A lot of the work around it lives at the intersection of Scala, Java, Python, and distributed systems. The goal is to let ML teams define features once and then use those definitions consistently across training, backfills, and online lookup.
Core Abstractions
- Source: where raw data enters the system, like event streams, snapshots, or warehouse tables.
- GroupBy: the aggregation primitive for turning raw inputs into feature values over windows or buckets.
- Join: how multiple features are combined into a wide training or serving view with point-in-time correctness.

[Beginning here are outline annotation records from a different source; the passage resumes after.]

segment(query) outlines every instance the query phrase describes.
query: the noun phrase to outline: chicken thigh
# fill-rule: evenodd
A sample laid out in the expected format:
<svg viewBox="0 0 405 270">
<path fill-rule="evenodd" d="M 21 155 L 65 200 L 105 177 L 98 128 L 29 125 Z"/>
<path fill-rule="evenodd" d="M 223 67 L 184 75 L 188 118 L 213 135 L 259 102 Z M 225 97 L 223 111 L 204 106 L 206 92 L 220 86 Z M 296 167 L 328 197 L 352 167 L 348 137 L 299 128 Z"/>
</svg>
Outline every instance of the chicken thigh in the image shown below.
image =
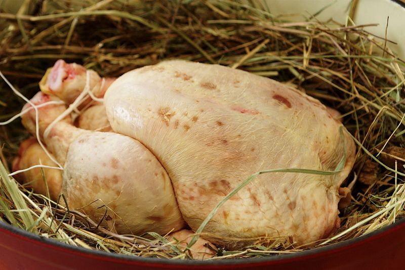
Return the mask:
<svg viewBox="0 0 405 270">
<path fill-rule="evenodd" d="M 163 165 L 194 230 L 256 172 L 333 171 L 346 156 L 333 176 L 260 175 L 214 216 L 208 240 L 231 248 L 265 236 L 305 244 L 339 226 L 338 190 L 355 146 L 318 100 L 241 70 L 171 61 L 124 74 L 104 104 L 113 130 L 139 140 Z"/>
</svg>

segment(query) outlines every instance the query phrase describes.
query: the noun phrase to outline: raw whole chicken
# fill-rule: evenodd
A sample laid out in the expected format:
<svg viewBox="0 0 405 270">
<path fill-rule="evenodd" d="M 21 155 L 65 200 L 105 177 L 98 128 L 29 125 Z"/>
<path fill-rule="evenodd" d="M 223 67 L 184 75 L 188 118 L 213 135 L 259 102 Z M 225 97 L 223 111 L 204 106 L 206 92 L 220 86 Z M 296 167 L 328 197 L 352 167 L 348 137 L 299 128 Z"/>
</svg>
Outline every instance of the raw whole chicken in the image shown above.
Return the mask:
<svg viewBox="0 0 405 270">
<path fill-rule="evenodd" d="M 63 166 L 61 192 L 70 208 L 97 221 L 107 209 L 103 224 L 121 234 L 164 234 L 186 224 L 195 232 L 252 174 L 334 171 L 345 156 L 333 175 L 260 175 L 221 207 L 204 238 L 230 249 L 264 238 L 307 244 L 339 227 L 340 186 L 355 147 L 346 131 L 340 132 L 335 112 L 319 101 L 218 65 L 163 62 L 105 80 L 106 87 L 94 71 L 59 60 L 31 101 L 59 98 L 70 104 L 85 88 L 86 74 L 90 91 L 104 100 L 82 113 L 74 122 L 78 127 L 70 115 L 49 127 L 65 105 L 38 109 L 40 139 Z M 34 119 L 33 110 L 23 118 L 33 135 Z M 15 170 L 24 159 L 37 164 L 24 152 Z"/>
</svg>

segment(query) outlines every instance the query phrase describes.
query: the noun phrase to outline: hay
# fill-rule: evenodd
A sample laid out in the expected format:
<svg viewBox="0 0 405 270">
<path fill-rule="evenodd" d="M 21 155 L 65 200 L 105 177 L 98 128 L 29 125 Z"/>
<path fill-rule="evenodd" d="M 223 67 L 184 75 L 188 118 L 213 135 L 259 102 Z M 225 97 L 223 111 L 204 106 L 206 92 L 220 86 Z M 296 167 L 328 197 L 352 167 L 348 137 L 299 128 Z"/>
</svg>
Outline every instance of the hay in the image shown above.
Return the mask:
<svg viewBox="0 0 405 270">
<path fill-rule="evenodd" d="M 341 229 L 311 247 L 261 239 L 240 251 L 220 249 L 211 259 L 298 252 L 357 237 L 405 216 L 405 185 L 398 176 L 404 168 L 385 165 L 405 158 L 391 150 L 405 147 L 405 63 L 389 50 L 390 41 L 367 31 L 372 25 L 355 25 L 350 16 L 345 25 L 310 21 L 316 14 L 307 21 L 282 21 L 258 1 L 25 1 L 17 15 L 1 11 L 0 70 L 25 97 L 38 91 L 47 68 L 58 59 L 117 76 L 180 58 L 275 79 L 342 113 L 358 151 L 346 183 L 353 186 L 352 198 L 341 214 Z M 24 103 L 0 82 L 0 121 L 19 113 Z M 7 171 L 28 136 L 18 121 L 0 126 L 1 221 L 87 249 L 189 256 L 165 236 L 117 235 L 17 183 Z"/>
</svg>

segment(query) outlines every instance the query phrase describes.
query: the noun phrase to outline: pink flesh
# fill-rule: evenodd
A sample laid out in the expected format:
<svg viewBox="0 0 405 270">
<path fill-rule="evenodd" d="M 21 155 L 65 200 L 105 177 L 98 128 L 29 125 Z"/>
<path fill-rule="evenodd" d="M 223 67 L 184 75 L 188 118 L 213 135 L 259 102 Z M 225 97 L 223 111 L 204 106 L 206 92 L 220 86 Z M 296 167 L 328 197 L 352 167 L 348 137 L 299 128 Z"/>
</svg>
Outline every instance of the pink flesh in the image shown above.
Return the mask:
<svg viewBox="0 0 405 270">
<path fill-rule="evenodd" d="M 51 91 L 61 91 L 65 80 L 74 79 L 76 75 L 85 72 L 86 69 L 80 65 L 66 64 L 63 60 L 58 60 L 52 67 L 47 84 Z"/>
<path fill-rule="evenodd" d="M 58 60 L 52 67 L 47 81 L 50 91 L 57 91 L 62 86 L 62 82 L 66 76 L 64 68 L 66 65 L 66 63 L 64 61 Z"/>
</svg>

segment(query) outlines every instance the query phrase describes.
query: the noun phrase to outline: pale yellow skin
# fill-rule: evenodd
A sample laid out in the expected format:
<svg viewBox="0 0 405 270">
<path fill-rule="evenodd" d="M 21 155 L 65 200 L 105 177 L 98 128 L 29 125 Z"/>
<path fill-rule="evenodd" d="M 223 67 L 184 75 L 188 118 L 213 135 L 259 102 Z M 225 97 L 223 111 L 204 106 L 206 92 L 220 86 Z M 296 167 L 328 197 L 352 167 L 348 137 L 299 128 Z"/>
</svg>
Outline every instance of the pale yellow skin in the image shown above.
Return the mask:
<svg viewBox="0 0 405 270">
<path fill-rule="evenodd" d="M 62 122 L 46 142 L 59 160 L 66 161 L 64 187 L 72 198 L 69 205 L 85 206 L 100 199 L 95 205 L 102 201 L 112 206 L 120 198 L 118 194 L 122 196 L 122 191 L 127 191 L 125 185 L 149 194 L 133 196 L 134 203 L 128 207 L 115 204 L 112 210 L 119 213 L 112 217 L 122 222 L 115 224 L 117 232 L 125 233 L 128 221 L 136 223 L 131 210 L 136 205 L 155 206 L 160 214 L 165 213 L 155 189 L 161 192 L 159 198 L 174 197 L 160 187 L 166 182 L 163 177 L 152 185 L 149 180 L 137 180 L 135 184 L 122 180 L 111 184 L 114 173 L 102 168 L 108 160 L 125 163 L 120 179 L 128 176 L 124 168 L 145 169 L 145 179 L 153 180 L 157 168 L 166 172 L 177 199 L 171 205 L 176 208 L 178 205 L 182 218 L 195 230 L 217 204 L 253 173 L 284 168 L 333 171 L 345 145 L 347 158 L 339 173 L 261 175 L 225 203 L 204 232 L 209 233 L 207 239 L 232 249 L 263 237 L 310 243 L 338 227 L 338 190 L 352 166 L 355 147 L 344 128 L 341 138 L 341 123 L 318 101 L 240 70 L 173 61 L 127 72 L 108 88 L 104 104 L 112 130 L 123 135 L 84 132 Z M 101 119 L 101 108 L 97 110 Z M 90 137 L 80 144 L 82 136 Z M 103 144 L 103 136 L 108 143 Z M 144 145 L 141 152 L 127 152 L 137 148 L 131 140 Z M 150 165 L 143 157 L 149 155 L 161 167 L 145 169 Z M 106 179 L 101 187 L 99 182 L 92 182 L 97 178 Z M 123 203 L 128 202 L 130 193 L 119 199 Z M 97 218 L 104 213 L 103 209 L 85 211 Z M 134 227 L 167 232 L 175 225 L 181 227 L 183 219 L 177 213 L 176 218 L 168 218 L 170 226 L 166 219 L 150 223 L 152 216 L 145 214 L 137 217 L 139 224 Z"/>
<path fill-rule="evenodd" d="M 50 99 L 39 92 L 31 101 L 39 104 Z M 39 108 L 39 126 L 41 139 L 63 166 L 62 192 L 69 208 L 82 210 L 96 222 L 103 220 L 102 225 L 121 234 L 163 235 L 183 227 L 169 176 L 139 141 L 113 132 L 76 128 L 69 118 L 44 137 L 49 124 L 65 109 L 64 105 Z M 34 134 L 34 110 L 22 118 Z M 26 158 L 31 164 L 37 162 Z"/>
</svg>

- StagingQuery: arbitrary Spark SQL for the pre- or post-processing that does not fit neatly elsewhere.
How It Works
The real win is that a user does not have to think in completely separate systems for historical backfills, fresh streaming updates, and low-latency feature lookup. Shepherd provides a DSL that abstracts most of that complexity away and orchestrates the right combination of underlying systems.
- Spark handles large batch processing for training and historical computation.
- Flink supports real-time, low-latency streaming updates.
- Airflow orchestrates the workflows.
- Kafka carries raw event streams.
- Key-value storage serves online feature lookup.
- Hive or Iceberg stores batch output in the data lake.
Architecturally, the system ends up looking a lot like Lambda Architecture: one path optimized for batch correctness and another for fresh streaming updates, both feeding a shared view of the world that models can rely on.